Hautain et froid, voilà ce que cet homme me semble être, mais il est vrai qu’une grande intelligence vient souvent s’accompagner d’un déficit social. Pour être le chef des recherches sur le virus, il doit forcément posséder une intelligence supérieure à la norme. Le voilà qui me fait signe de le suivre tout en lâchant un commentaire qui me semble mettre en lumière les doutes qu’il a quant à mes capacités. Il est vrai que je suis certainement la plus âgée d’entre eux, mais j’ai la chance d’avoir une santé de fer!

«Hé! M’sous-estime pas parce que j’suis vieille! J’suis foutrement plus en forme qu’tu pourrais l’croire, mec! La jambe, ça va guérir.»

Il me sort alors un discours digne des philosophes les plus incompréhensibles. Heureusement que je suis douée avec les mots, sans cela j’aurais pu ne rien comprendre à ce qu’il me raconte. Il ose même ouvertement se vanter, prétendant être le meilleure interlocuteur que j’aurais pu trouver, pour me guider. Je laisse échapper un sifflement amusé.

«Wo, Wo, putain! Ont s’calme, là! T’as la caboche qui enfle a vu d’œil!»

Il s’arrête devant la porte de ce qui doit être son bureau ou son laboratoire et je remarque aussitôt une affiche loufoque, qui m’échappe un rire. Qui sais, peut-être qu’un jour ce sera mon visage qui sera marqué d’une croix sur cette porte! Je vois bien la façon qu’il a de me regarder et je me doute bien que ses conclusions ne peuvent s’avérer positives. Restons réaliste, mon apparence n’a rien pour arranger les choses. Normalement je m’en ficherais, mais si cet individu est ma progéniture, j’aurais espérée au moins, ne pas trop faire mauvaise impression.

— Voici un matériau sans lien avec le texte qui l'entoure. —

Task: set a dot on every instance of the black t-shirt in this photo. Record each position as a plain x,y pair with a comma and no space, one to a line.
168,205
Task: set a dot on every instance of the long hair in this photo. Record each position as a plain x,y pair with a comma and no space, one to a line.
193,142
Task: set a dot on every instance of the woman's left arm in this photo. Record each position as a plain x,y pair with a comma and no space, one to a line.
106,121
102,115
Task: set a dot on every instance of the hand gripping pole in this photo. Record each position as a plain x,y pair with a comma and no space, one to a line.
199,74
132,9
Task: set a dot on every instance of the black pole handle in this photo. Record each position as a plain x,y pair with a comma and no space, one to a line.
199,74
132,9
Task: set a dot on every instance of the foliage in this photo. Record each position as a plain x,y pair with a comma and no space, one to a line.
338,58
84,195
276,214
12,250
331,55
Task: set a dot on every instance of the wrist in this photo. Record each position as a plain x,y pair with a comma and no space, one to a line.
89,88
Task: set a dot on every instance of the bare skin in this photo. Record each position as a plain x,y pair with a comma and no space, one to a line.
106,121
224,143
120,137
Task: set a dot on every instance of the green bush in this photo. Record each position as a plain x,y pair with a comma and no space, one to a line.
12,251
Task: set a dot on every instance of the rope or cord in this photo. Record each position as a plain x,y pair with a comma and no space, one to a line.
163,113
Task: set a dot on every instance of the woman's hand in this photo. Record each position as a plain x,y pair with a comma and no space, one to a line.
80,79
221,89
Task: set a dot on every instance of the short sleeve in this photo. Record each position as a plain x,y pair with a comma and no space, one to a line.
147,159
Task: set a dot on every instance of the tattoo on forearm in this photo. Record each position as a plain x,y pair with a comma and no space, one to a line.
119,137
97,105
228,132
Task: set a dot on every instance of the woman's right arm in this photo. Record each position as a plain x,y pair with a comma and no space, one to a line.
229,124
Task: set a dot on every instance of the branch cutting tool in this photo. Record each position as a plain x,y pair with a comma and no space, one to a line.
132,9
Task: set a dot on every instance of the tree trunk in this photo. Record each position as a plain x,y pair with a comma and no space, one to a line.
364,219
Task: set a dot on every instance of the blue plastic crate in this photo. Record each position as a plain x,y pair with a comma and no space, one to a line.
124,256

D’un geste nerveux, je passe une main dans mes cheveux en bataille, comme si ce simple geste pouvait réparer des années de laisser-aller.

Nous sommes plantés devant cette porte et il ne dit toujours rien, même qu’il me fixe du regard d’une façon assez malaisante. Je ne peux m’empêcher de faire de même. Cet individu des plus étranges est-il réellement le fruit de mes entrailles? Aurais-je pu enfanter un être aussi bizarre? C’est tout à fait possible. Pour avoir passé 17 ans dans la rue, de façon pratiquement volontaire, je suppose qu’il faut être légèrement timbré! Si je l’avais vraiment voulu, j’aurais pu aisément m’en sortir en retournant chez mes parents. Jamais ils n’auraient laissé leur petite fille chérie se retrouver dans une situation aussi humiliante. Dommage pour eux, je n’avais aucune envie de poursuivre cette vie mensongère et oppressante.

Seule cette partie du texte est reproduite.